Step 1 — $\phi$ is a ring homomorphism. For $f,g\in\mathbb{Z}[x]$ , $\phi(f)=f(0)$ is the constant term. Evaluation at $0$ respects addition and multiplication: $\phi(f+g) = (f+g)(0) = f(0)+g(0) = \phi(f)+\phi(g),$ $\phi(fg) = (fg)(0) = f(0)\,g(0) = \phi(f)\,\phi(g),$ and $\phi(1) = 1$ . Hence $\phi$ is a unital ring homomorphism.

Step 2 — $\phi$ is surjective. For any $n\in\mathbb{Z}$ , the constant polynomial $f(x)=n$ has $\phi(f)=n$ . So $\operatorname{Im}\phi = \mathbb{Z}$ .

Step 3 — Kernel of $\phi$ . $\ker\phi = \{f\in\mathbb{Z}[x] : f(0)=0\} = \{f : \text{constant term} = 0\} = \langle x\rangle.$ Indeed $f(0)=0$ iff $f$ has no constant term iff $x \mid f$ in $\mathbb{Z}[x]$ .
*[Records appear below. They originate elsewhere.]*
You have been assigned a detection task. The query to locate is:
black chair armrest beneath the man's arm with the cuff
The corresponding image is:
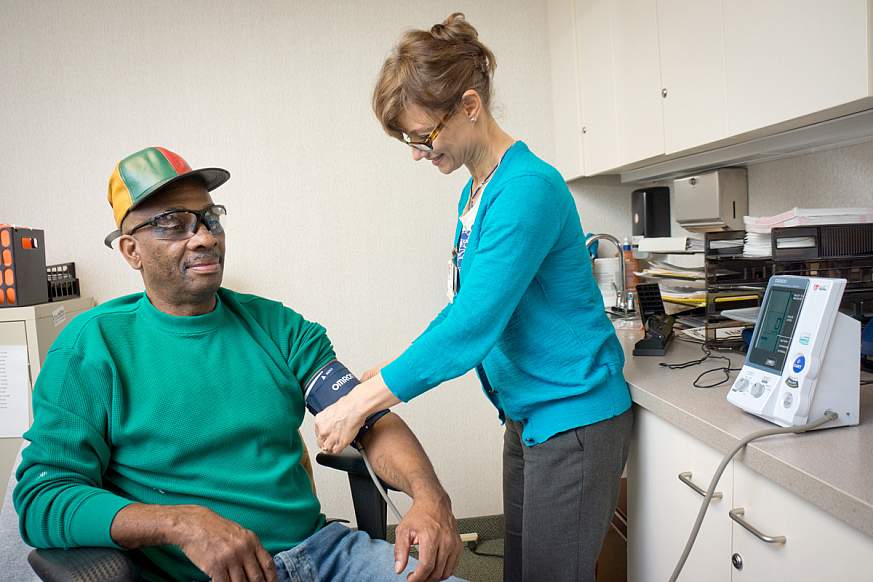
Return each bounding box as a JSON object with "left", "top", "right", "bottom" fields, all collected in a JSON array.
[{"left": 315, "top": 447, "right": 399, "bottom": 540}]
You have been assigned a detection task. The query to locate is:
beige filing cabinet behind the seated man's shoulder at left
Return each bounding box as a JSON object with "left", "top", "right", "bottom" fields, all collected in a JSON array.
[{"left": 0, "top": 298, "right": 94, "bottom": 499}]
Step 4 — First Isomorphism Theorem. Since $\phi$ is a surjective homomorphism with kernel $\langle x\rangle$ , $\mathbb{Z}[x]/\langle x\rangle \;\cong\; \mathbb{Z}.$

Step 5 — $\langle x\rangle$ is prime. A quotient $R/I$ is an integral domain iff $I$ is prime. Here $\mathbb{Z}[x]/\langle x\rangle \cong \mathbb{Z}$ , and $\mathbb{Z}$ is an integral domain. Therefore $\langle x\rangle$ is a prime ideal.

Step 6 — $\langle x\rangle$ is not maximal. A quotient $R/I$ is a field iff $I$ is maximal. Here $\mathbb{Z}[x]/\langle x\rangle \cong \mathbb{Z}$ , and $\mathbb{Z}$ is not a field (e.g. $2$ has no inverse in $\mathbb{Z}$ ). Therefore $\langle x\rangle$ is not maximal.

(Concretely, $\langle x\rangle$ is properly contained in the larger proper ideal $\langle 2, x\rangle$ — the polynomials with even constant term — which strictly contains $\langle x\rangle$ and is strictly contained in $\mathbb{Z}[x]$ , witnessing non-maximality. Here $\mathbb{Z}[x]/\langle2,x\rangle\cong\mathbb{F}_2$ , a field, so $\langle 2,x\rangle$ is maximal.)

Answer

$\phi:\mathbb{Z}[x]\to\mathbb{Z},\ f\mapsto f(0)$ is a surjective ring homomorphism with $\ker\phi=\langle x\rangle$ .
By the First Isomorphism Theorem, $\mathbb{Z}[x]/\langle x\rangle\cong\mathbb{Z}$ .
$\mathbb{Z}$ is an integral domain $\Rightarrow \langle x\rangle$ is prime.
$\mathbb{Z}$ is not a field $\Rightarrow \langle x\rangle$ is not maximal.

$\boxed{\;\langle x\rangle \text{ is prime but not maximal in } \mathbb{Z}[x].\;}$